04:13 : Now, if you have 400 that’s really bad. It means highly likely that one of your coronary arteries is severely blocked. Not totally, you’d have a heart attack but severely damaged. 1,000 means you’re a candidate for immediate open heart surgery. My score came back 1,738. Panic. Get a cardiogram, a Doppler cardiogram, echo cardiogram. It was okay. That measures how your heart pumps. So then they put me on a stress test with the nuclear, stick you with nucleotides, measure you under a camera. Then they get you in a stress test, then they stick you again and put you under the camera. From the time that test was finished, to the 15 minutes later when they brought me the results, I think was the longest 15 minutes in my entire life. ‘Cause I expected the doctor to come back and say, “I have scheduled you for emergency, quadruple bypass open heart surgery in the morning?” Instead he said, “You’re fine.”

05:14 : I said, “I don’t have any plaque?” He said, “Oh you have tons and tons of plaque.

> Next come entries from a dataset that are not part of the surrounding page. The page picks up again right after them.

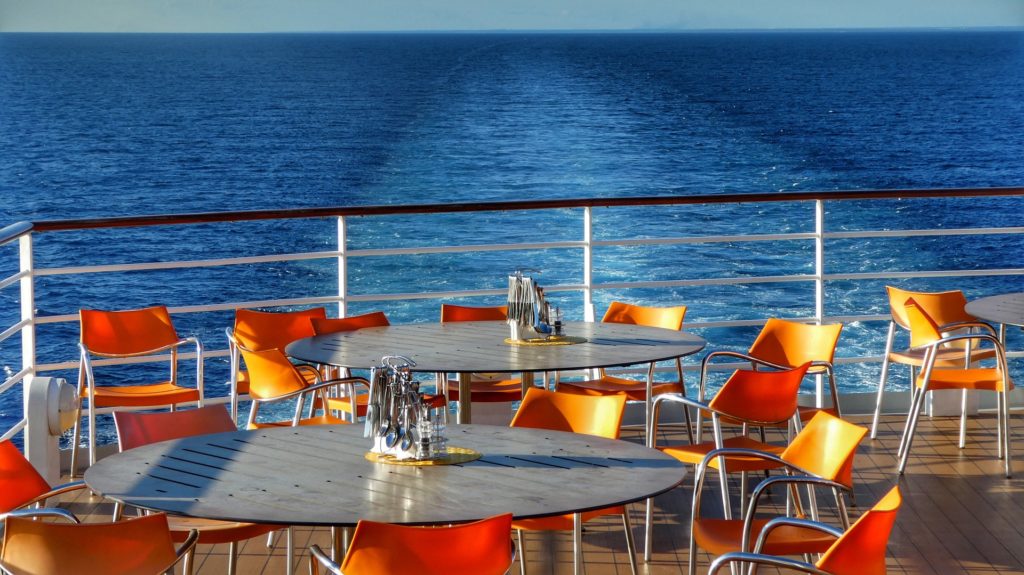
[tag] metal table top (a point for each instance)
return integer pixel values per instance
(317, 475)
(479, 346)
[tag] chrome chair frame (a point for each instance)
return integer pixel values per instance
(950, 328)
(919, 393)
(87, 383)
(795, 476)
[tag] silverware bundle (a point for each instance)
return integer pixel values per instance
(400, 424)
(527, 315)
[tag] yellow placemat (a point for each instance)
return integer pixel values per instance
(454, 455)
(549, 341)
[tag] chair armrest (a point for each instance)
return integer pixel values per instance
(316, 556)
(768, 560)
(45, 512)
(58, 490)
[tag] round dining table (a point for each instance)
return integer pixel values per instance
(1006, 309)
(320, 476)
(467, 347)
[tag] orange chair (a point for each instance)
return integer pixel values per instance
(859, 550)
(20, 484)
(136, 430)
(482, 547)
(483, 388)
(821, 454)
(782, 345)
(135, 546)
(666, 317)
(263, 329)
(926, 335)
(600, 415)
(272, 378)
(129, 334)
(750, 398)
(947, 310)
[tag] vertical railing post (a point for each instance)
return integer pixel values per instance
(819, 283)
(588, 264)
(342, 268)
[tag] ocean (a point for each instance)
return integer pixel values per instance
(111, 125)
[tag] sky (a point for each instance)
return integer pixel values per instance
(374, 15)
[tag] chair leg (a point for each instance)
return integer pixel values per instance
(648, 522)
(882, 380)
(577, 543)
(522, 551)
(232, 558)
(630, 543)
(963, 437)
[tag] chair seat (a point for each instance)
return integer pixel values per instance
(214, 532)
(243, 385)
(983, 379)
(634, 389)
(164, 393)
(946, 357)
(488, 391)
(720, 536)
(695, 453)
(316, 421)
(562, 522)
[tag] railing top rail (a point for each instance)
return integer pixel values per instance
(13, 231)
(299, 213)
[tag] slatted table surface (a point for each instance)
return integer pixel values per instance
(317, 476)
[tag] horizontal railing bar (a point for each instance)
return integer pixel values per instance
(14, 278)
(16, 429)
(915, 274)
(922, 232)
(14, 380)
(14, 329)
(303, 213)
(706, 239)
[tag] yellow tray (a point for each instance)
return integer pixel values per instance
(549, 341)
(455, 455)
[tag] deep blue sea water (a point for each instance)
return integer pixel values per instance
(109, 125)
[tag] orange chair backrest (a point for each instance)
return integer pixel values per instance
(923, 327)
(861, 549)
(768, 397)
(19, 482)
(825, 447)
(943, 307)
(591, 414)
(669, 317)
(137, 546)
(323, 325)
(270, 373)
(266, 329)
(136, 429)
(452, 312)
(791, 343)
(126, 332)
(482, 547)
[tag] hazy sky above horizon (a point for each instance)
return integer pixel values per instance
(364, 15)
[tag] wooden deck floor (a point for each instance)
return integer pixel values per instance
(960, 515)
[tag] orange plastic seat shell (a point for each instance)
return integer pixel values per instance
(19, 482)
(135, 546)
(861, 549)
(481, 547)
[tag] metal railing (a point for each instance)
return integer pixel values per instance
(586, 247)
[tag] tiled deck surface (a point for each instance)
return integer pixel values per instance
(960, 515)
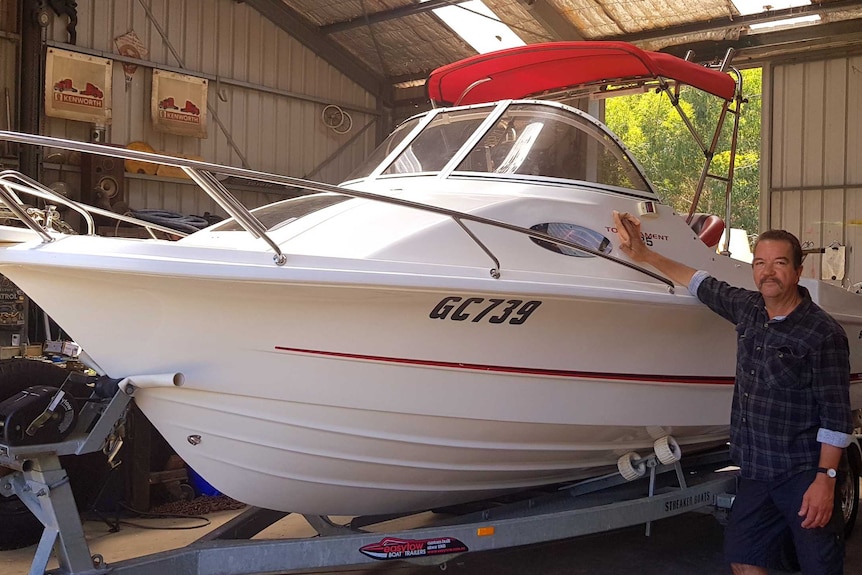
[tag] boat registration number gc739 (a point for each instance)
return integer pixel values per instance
(477, 309)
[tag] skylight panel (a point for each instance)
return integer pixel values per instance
(478, 26)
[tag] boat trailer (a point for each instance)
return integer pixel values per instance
(545, 514)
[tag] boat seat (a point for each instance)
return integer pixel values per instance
(708, 228)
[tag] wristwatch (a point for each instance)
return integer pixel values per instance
(829, 472)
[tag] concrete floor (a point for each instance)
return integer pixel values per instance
(686, 545)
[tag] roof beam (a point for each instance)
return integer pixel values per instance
(384, 15)
(732, 22)
(288, 20)
(756, 47)
(551, 20)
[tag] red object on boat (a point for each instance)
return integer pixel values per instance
(516, 73)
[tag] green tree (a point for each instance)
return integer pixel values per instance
(654, 132)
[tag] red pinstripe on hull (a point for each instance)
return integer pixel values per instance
(687, 379)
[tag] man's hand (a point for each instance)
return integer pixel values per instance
(817, 502)
(629, 232)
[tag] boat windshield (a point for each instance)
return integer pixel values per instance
(528, 140)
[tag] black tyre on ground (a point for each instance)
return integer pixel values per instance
(19, 527)
(847, 489)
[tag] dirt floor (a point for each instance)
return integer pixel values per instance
(686, 545)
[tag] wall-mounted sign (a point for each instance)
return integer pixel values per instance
(179, 104)
(78, 86)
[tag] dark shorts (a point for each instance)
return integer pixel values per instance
(764, 528)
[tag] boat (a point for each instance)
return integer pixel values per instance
(453, 322)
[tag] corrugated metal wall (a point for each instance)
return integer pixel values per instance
(813, 181)
(266, 89)
(8, 67)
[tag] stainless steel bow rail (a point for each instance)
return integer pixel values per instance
(560, 512)
(203, 174)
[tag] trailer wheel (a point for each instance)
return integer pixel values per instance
(18, 527)
(667, 450)
(631, 466)
(848, 488)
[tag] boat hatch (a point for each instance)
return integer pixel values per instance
(273, 216)
(527, 140)
(575, 234)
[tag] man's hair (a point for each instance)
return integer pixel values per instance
(783, 236)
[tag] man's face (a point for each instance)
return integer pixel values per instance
(774, 274)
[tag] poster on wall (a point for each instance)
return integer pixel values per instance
(179, 104)
(78, 86)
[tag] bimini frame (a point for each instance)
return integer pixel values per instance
(565, 71)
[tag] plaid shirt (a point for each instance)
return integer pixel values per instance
(792, 382)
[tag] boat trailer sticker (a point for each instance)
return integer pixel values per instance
(391, 548)
(492, 310)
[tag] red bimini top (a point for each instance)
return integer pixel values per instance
(529, 70)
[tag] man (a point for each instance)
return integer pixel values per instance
(790, 419)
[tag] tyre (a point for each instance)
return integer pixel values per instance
(847, 490)
(19, 527)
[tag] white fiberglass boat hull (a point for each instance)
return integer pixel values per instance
(351, 399)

Your body makes plaque. Even though your cholesterol is fine, your body makes plaque. But what’s happened is your fitness has reformed the arteries so that they have adjusted, as the plaque has grown, they’ve adjusted. And you have no… What’s called perfusion defect. You have no blockages at all.” So it was, keep up your fitness regimen and see me in six months. So it’s all statistics until it’s not.  And so, you see, for 15 years, I carried that umbrella just to maintain my weight, feel energy. But am I glad I did that for those 15 years? Never knowing if it would one day save my life? Oh my, you have no idea. ‘Cause I probably wouldn’t be here talking to you today if I hadn’t.